Item Reference Code: 144_MDx_012_001

Date(s) of creation

January 20, 1947

Recipient

Richard Mealand

Transcript

[Page 1]
January 20, 1947 

Dear Dick: 

My congratulations on the completion of your novel![*] I was most impressed to hear that you had finished it already. That was really fast, so you must have worked very hard. To me, the finishing of a novel is about the most important event that can happen in life—so if you feel as I do, you must want (and deserve) more congratulations than on any other holiday. 

I am, of course, very eager and curious to read your novel. Do you have any extra carbon copy of the manuscript that you’d care to send me? If you have, I’d love to see it—but if not, I’ll wait patiently for its official appearance in book form. 

I have just finished a script for Hal Wallis (“HOUSE OF MIST”) and am back on my own time once more (with a great sense of relief, as usual). I am now going to do the actual writing of my next novel—I did all the research and the complete outline of it in my last six months of freedom. I hope to have the novel completed this year. 

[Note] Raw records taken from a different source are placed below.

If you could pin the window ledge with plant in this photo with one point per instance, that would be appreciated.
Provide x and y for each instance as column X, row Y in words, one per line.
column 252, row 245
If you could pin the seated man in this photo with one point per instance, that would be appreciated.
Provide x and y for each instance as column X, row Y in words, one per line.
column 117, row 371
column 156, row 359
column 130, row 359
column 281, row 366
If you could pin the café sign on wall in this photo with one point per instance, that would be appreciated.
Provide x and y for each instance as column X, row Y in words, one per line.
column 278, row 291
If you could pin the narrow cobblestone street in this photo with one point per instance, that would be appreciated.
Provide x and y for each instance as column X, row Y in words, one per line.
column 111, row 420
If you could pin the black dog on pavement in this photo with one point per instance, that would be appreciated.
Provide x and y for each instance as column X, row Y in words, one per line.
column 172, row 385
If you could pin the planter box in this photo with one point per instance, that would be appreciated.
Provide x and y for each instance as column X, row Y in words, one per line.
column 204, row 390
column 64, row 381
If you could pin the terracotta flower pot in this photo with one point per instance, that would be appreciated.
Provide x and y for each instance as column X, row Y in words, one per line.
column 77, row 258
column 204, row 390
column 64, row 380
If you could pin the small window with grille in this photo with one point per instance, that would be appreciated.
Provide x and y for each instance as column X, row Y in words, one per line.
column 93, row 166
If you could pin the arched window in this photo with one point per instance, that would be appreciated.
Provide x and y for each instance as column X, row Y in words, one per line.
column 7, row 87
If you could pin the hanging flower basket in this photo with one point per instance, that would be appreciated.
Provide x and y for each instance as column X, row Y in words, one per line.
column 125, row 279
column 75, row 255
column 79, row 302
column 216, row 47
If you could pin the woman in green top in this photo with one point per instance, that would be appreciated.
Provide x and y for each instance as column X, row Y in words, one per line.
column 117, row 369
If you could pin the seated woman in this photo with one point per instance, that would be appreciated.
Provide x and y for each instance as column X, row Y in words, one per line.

Warners will probably make “THE FOUNTAINHEAD” this year—though no official date has been set for it as yet. “LOVE LETTERS” was voted one of the ten most popular pictures of 1946 in a Gallup-Photoplay poll, which pleased Wallis very much, and pleased me, too, mainly for his sake. John Mock asked me to send you his best regards.

I don’t want to rush you about reading “ANTHEM”—I know that reading is the hardest of all jobs for a writer, I hardly have time to read anything myself. I want, of course, to hear your reaction after you have read it—but this is not a hint, only for whenever you have the time. 

[Page 2]
Page 2.

I wish you speed and success with the new novel you are planning—but, first, my most sincere wishes for the greatest success to “LET ME DO THE TALKING. I can’t think of any novelist about whose success and happiness I feel as strongly as I do about yours. 

Best regards from both of us to both of you. 

Sincerely,

 

Ayn Rand

 

*Let Me Do the Talking (Garden City, NY: Doubleday & Company), 1947.